In its last full-year as a member of the European Union, Britain recorded a record trade deficit with the bloc.
The Office for National Statistics said the country’s trade in goods deficit with EU countries widened by 0.2 billion pounds in 2018 to a record 94.9 billion pounds ($122 billion).
That’s a big number that is likely to concentrate minds on all sides of the Brexit discussions as Britain’s March 29 date of departure nears.
The great worry is if Britain crashes out of the bloc without a trade deal that would put serious impediments including tariffs on EU-U.K. trade, which will damage both sides.
Seven of Britain’s top 10 export markets are in the EU, with Germany second behind the United States. And seven of Britain’s top 10 import markets are in the EU, with Germany on top of the pile.
Economists say a no-deal Brexit would affect more than 100,000 jobs in Germany that depend on trade with Britain, with the auto industry hardest hit.
The researchers at the Halle Institute for Economic Research said Monday they modelled what would happen if British imports from the European Union fell 25 percent due to lack of a negotiated trade arrangement.

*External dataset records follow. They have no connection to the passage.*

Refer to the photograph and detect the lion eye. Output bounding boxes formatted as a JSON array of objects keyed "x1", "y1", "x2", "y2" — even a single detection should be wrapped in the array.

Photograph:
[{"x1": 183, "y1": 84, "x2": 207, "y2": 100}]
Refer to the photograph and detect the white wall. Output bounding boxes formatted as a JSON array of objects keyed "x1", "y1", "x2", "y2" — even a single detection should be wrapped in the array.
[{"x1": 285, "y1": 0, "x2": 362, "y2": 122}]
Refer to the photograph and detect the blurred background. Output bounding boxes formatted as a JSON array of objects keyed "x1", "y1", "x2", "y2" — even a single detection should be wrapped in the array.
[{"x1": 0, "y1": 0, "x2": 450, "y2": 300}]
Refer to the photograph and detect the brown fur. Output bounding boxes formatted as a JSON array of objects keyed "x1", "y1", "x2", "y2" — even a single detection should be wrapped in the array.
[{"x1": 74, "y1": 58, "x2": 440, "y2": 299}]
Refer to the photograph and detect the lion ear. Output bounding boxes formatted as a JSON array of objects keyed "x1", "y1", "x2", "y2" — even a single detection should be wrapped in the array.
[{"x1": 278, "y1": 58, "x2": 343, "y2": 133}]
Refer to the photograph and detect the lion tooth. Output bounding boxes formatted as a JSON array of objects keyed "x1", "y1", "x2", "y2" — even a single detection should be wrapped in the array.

Among the places with the most jobs at stake would be Wolfsburg in north-central Germany, where Volkswagen is headquartered, and the Dingolfing-Landau region in southern Bavaria, where BMW has manufacturing facilities. If Britain leaves the European Union without a trade deal, that would mean a 10 percent import duty on cars and car parts.
The authors cautioned the figures do not predict that many people would be laid off. German companies could put workers on shorter hours or find markets other than Britain.
Switzerland and Britain have finalized a deal to maintain their trade and economic ties as they are — whether or not Britain reaches a deal with the European Union over its exit from the 28-nation bloc.
The government of Switzerland, which is not an EU member, says the agreement “replicates the vast majority of the trade agreements with the EU that currently govern relations between Switzerland and the United Kingdom.”
British International Trade Secretary Liam Fox and Swiss Federal Councilor Guy Parmelin, who heads the Federal Department of Economic Affairs, finalized the deal between their countries in Bern on Monday.
The accord follows a Swiss “Mind the Gap” strategy developed after British voters approved Brexit. It covers issues like free trade, public procurement, agriculture and the fight against fraud.
British Prime Minister Theresa May is seeking a compromise with opposition leader Jeremy Corbyn in hopes of securing a divorce deal with the European Union.
Justice Minister Rory Stewart told the BBC on Monday that differences between the two aren’t as great as some suggest, but the government can’t accept a customs union that would prevent Britain from negotiating trade deals with other countries. He says May’s agreement can achieve “a great deal of what Jeremy Corbyn is interested in without taking away that option of having other trade deals.”
Britain is due to leave the EU on March 29, but Parliament has rejected May’s divorce deal. EU leaders have rejected any changes to the legally binding withdrawal agreement.
The impasse risks a chaotic departure that would hurt the economy.